But memory, as the villagers discovered, has a stubbornness to it. What the tree swallowed did not always vanish; it sometimes returned differently. The hollow’s trade reshaped recollections instead of erasing them. Old faces came back as sketches, emotions returned as weather—warm, cold, thick—rather than detailed portraits. Stories patched themselves with new threads. Tomas, after some seasons, learned new rhymes, simple and bright; he did not regain the exact lost ones, but he created small rituals to replace them, and the hollow’s absence had not hollowed out his life entirely.
In the weeks that followed, the village changed too. People came to the Adnofagia tree not only to forget but to choose what they would keep. They learned to thread their memories like beads, handing the hollow the sharpest shards and keeping the rounder pieces in their pockets. They taught their children that forgetting could be deliberate, a pruning rather than an amputation. Couples who had argued learned to deposit the anger of a single night and wake to softer mornings. The orchard lost none of its fruit; it grew quiet and patient.
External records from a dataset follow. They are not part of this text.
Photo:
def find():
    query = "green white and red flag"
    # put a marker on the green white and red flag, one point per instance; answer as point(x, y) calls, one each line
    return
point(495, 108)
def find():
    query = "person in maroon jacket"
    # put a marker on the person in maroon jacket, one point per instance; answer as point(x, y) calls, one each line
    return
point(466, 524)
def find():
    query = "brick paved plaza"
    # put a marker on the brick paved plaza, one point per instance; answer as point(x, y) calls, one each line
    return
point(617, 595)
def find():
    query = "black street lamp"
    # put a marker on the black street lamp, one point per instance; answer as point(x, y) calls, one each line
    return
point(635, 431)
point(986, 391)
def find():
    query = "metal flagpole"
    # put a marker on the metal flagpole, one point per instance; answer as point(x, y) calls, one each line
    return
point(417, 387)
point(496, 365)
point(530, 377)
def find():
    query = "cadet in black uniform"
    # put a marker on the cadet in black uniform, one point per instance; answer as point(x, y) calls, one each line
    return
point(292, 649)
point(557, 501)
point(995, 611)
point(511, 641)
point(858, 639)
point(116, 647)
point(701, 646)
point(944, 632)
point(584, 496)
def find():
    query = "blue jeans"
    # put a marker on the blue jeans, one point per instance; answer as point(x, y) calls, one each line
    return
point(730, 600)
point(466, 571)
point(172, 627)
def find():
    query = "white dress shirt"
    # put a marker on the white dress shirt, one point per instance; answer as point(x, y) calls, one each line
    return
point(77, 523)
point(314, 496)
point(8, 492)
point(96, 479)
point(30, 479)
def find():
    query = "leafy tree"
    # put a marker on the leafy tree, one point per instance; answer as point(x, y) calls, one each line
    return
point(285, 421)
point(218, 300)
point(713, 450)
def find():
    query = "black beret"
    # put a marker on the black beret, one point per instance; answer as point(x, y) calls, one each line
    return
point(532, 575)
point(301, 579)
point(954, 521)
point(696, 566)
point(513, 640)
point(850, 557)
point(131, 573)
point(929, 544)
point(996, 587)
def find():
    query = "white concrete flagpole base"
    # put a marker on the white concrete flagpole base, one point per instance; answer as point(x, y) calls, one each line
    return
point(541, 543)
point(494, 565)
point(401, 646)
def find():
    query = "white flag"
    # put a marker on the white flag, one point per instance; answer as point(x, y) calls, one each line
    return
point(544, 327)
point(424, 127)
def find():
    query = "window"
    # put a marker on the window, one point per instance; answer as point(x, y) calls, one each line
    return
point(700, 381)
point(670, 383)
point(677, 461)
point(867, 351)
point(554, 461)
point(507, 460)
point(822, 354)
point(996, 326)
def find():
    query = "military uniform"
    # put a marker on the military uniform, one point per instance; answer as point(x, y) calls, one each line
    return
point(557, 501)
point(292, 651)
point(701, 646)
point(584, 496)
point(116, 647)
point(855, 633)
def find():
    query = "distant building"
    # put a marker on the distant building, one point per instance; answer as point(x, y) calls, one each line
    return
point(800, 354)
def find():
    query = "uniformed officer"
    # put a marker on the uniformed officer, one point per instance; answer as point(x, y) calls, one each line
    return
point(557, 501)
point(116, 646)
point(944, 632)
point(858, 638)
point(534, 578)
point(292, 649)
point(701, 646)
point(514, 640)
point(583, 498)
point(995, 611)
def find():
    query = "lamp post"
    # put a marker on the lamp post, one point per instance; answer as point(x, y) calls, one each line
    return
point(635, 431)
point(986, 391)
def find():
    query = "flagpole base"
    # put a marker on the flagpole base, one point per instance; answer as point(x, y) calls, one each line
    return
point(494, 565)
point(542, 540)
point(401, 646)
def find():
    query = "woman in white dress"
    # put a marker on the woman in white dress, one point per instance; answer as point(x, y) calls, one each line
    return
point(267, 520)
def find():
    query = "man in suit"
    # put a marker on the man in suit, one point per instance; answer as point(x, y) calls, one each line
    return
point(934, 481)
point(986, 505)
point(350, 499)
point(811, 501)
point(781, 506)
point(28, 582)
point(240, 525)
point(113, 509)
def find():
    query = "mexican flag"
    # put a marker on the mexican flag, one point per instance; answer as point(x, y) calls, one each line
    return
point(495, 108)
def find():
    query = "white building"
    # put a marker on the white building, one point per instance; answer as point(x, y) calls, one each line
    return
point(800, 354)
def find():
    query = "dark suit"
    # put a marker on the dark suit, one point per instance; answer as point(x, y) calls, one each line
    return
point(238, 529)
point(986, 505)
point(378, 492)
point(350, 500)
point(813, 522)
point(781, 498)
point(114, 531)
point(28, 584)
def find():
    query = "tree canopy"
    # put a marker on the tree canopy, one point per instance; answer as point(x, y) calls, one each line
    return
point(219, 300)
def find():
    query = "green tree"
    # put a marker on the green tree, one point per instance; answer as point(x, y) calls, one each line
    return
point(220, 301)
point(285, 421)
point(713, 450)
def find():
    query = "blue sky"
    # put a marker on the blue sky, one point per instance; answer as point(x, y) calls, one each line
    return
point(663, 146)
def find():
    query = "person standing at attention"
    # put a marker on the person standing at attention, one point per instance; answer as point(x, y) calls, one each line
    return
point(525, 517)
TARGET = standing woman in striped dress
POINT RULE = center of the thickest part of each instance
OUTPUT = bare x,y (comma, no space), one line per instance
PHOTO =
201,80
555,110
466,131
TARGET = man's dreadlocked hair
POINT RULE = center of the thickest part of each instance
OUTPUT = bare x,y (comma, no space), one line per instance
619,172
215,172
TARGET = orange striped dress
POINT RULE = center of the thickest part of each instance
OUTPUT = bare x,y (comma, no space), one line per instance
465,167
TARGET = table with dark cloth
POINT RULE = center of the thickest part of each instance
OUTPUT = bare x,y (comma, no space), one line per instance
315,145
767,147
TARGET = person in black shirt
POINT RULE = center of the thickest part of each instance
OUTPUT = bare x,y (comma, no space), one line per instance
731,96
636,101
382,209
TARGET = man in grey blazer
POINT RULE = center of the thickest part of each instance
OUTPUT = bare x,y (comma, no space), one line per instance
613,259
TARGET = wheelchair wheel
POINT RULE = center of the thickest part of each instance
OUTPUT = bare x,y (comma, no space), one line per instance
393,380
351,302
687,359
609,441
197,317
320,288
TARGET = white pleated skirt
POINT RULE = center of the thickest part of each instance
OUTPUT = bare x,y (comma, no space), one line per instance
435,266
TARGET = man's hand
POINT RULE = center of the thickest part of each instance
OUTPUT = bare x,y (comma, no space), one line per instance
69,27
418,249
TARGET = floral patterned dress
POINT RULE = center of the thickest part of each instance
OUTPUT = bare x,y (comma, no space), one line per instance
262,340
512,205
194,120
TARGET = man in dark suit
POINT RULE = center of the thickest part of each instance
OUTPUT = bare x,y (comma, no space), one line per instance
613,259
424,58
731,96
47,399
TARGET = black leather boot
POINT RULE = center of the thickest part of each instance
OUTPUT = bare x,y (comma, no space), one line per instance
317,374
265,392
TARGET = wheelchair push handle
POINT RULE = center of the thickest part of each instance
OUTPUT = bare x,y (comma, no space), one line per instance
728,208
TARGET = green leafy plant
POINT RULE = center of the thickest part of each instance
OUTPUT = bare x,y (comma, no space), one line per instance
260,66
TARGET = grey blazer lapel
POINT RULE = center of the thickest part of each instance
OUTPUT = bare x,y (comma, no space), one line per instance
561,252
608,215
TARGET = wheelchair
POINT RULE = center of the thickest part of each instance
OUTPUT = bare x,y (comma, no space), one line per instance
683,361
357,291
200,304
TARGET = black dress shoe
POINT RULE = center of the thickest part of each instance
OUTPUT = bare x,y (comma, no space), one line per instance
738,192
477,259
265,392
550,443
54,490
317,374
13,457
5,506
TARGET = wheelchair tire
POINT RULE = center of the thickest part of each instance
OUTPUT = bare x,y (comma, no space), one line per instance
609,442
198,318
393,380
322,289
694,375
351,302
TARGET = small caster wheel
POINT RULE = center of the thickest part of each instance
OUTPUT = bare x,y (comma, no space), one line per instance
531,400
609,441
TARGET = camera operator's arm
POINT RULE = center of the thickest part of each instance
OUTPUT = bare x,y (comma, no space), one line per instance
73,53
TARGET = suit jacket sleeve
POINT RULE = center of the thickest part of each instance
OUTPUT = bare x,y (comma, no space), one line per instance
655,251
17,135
Marta began to notice cost. Not a price stamped in coin, but the feeling of thinness at the base of her skull when she reached for certain images—her child’s laugh at dawn, the tilt of a house’s roof in rain—and found the clarity softened. The world acquired an elegant blur: colors still existed but their edges had become forgiving. Sometimes she could not remember the exact sound of the laugh that once woke her; she could remember only the warmth it left behind. In the hollow’s place, the photograph she had left there sometimes seemed less like a thing and more like an offering.